In 2019 and beyond, treatment centers of excellence must do everything they can to ensure patients are receiving the care they need, while also verifying that it can be obtained properly and legally. And the best way to do that if the appropriate units of care are being denied? By appealing.
Yes, doing so can be difficult, but it's the only way to legitimately prove medical necessity if a payer is denying the care you've requested. Appealing is also essential for creating accurate data that can be built upon going forward. Going through this process as many times as needed is the only way to enact real, lasting change within the industry.

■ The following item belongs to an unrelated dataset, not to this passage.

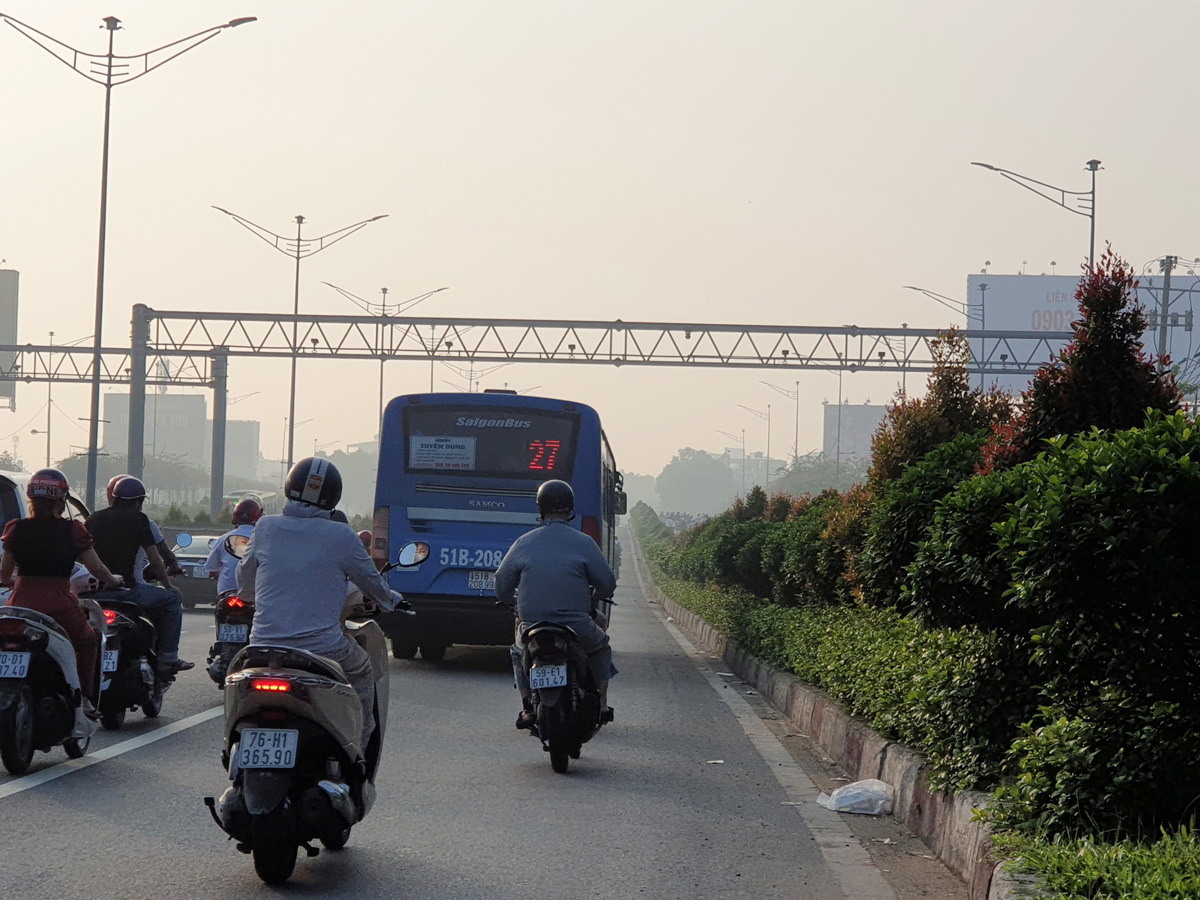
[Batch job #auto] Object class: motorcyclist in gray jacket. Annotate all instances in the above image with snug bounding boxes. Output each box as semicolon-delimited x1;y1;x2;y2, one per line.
238;457;396;752
496;481;617;728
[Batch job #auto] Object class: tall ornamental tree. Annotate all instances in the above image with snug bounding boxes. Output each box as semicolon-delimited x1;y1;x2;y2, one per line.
982;246;1181;472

Here are three important factors that should be considered when thinking about appealing:
1. Accurate Data Collection
The primary concern for most facilities is to ensure patients receive the treatment they need, every step of the way. Unfortunately, all too often insurance companies won't provide enough care units to start those in recovery off on the right foot. For example, a facility may think five units of detox are necessary when a patient is first admitted, but the payer will only provide three units, in addition to 10 units of PHP care to begin post-detox. In these instances, treatment centers will often provide the five care units of detox they believe the patient requires, regardless of the amount the insurance company actually granted. The center will then bill the two extra days of detox they provided to the lower level of care (in this case, PHP), which costs the payer less.

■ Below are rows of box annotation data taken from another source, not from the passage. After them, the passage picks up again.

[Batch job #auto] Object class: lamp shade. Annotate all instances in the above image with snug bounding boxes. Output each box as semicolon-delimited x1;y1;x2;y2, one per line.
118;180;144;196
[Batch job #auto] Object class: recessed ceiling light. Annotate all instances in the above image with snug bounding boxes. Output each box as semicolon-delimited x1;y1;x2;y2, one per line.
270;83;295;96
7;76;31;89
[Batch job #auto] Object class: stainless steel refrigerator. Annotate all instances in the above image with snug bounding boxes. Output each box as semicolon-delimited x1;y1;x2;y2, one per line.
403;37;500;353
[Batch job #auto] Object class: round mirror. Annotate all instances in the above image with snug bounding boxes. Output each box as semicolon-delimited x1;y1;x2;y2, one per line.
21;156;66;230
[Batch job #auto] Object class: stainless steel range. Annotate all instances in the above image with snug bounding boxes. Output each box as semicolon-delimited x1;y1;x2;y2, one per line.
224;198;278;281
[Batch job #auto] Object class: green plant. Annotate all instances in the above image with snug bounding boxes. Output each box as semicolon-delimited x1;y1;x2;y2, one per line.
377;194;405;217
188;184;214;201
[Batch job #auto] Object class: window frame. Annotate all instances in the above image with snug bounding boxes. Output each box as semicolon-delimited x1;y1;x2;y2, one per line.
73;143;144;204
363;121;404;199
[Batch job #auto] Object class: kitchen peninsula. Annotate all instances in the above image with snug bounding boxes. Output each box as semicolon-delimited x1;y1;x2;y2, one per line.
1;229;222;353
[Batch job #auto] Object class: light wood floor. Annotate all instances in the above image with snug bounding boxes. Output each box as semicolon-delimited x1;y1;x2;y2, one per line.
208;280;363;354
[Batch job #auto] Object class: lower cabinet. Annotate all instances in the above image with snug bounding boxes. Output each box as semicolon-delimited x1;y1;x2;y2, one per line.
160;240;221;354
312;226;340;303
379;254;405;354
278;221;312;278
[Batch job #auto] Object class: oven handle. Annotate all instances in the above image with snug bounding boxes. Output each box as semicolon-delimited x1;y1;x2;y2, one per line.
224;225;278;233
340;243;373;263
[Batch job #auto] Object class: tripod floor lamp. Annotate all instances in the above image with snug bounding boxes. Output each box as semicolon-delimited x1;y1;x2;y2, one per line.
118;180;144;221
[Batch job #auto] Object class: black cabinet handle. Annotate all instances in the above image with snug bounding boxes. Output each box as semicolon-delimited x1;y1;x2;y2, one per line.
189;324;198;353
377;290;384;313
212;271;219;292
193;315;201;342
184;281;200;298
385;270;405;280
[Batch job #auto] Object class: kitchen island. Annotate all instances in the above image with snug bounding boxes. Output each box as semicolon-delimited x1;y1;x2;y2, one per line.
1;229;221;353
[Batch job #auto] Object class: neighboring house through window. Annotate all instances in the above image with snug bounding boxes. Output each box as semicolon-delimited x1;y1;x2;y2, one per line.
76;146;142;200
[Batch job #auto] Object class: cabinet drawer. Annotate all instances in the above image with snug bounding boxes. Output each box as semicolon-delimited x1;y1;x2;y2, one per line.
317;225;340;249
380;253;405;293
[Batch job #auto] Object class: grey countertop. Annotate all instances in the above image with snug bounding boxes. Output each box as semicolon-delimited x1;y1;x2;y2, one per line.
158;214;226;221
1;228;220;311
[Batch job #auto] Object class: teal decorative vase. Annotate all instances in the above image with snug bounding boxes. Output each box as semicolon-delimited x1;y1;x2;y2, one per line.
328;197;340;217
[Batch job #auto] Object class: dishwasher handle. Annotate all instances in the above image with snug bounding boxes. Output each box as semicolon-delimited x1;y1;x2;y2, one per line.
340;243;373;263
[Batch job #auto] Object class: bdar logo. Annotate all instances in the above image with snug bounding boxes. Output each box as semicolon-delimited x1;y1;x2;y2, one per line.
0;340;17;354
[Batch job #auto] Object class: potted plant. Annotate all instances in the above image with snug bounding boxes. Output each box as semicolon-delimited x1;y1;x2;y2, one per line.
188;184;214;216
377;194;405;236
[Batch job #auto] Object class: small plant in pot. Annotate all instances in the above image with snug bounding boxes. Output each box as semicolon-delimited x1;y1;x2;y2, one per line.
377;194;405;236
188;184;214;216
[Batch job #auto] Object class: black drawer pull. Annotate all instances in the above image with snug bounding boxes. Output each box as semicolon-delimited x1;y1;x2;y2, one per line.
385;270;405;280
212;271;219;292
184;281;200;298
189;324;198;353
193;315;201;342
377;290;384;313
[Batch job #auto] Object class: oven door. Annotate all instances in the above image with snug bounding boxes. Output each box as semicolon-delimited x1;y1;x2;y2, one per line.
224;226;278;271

While this dedication to care is admirable, one of the drawbacks of this practice is it creates the very data that makes payers believe they've approved the right amount in the first place. Many facilities blame insurance companies for not giving them the care units they need, but these same facilities are also providing them with faulty data that makes it appear, on paper, that they’re getting exactly what's needed to treat a patient. It’s a vicious cycle that can only be broken by tenaciously appealing for medical necessity upon denial.
2. Remain In Compliance
Another problem to consider when engaging with this practice: how can facilities possibly build an integrated electronic health record when they’re basically committing insurance fraud? Because make no mistake, that’s what they’re doing in this situation. If addiction recovery treatment centers aren't providing the care they say they are, how will payers ever know what does or doesn’t really work?
Some treatment centers may argue they’re not committing fraud, because they’re providing higher levels of care at lower rates. They’re not gaining anything, so why should they be punished? Many facilities also don’t understand how these practices impact their backend. If these care centers realized how they're actually helping payers by basically saying they can get by with less, they would begin to see how they’ve been selling themselves short.
3. Ensure Proper Patient Care
Eventually, a patient gets down to intensive out-patient (IOP). But here’s where the problems for those in recovery can really begin. By the time they enter IOP treatment, their overall benefits may now be exhausted because of the practices described above, and the chances of a relapse increases dramatically. Some facilities aren’t considering how this practice affects a patient’s IOP care once they’ve gone home. Again, the importance of appealing cannot be overstated, as it's the only way that benchmarks based on real patient data can be established.
The payers are not going to advocate for this. It’s entirely up to treatment centers. Our industry will only improve if we unite in our use of best practices. In 2019, we have to hold insurance companies accountable; but more than that, we need to hold ourselves to a higher standard as well. For the health of our industry, but more importantly, for the patients who trust us with their care.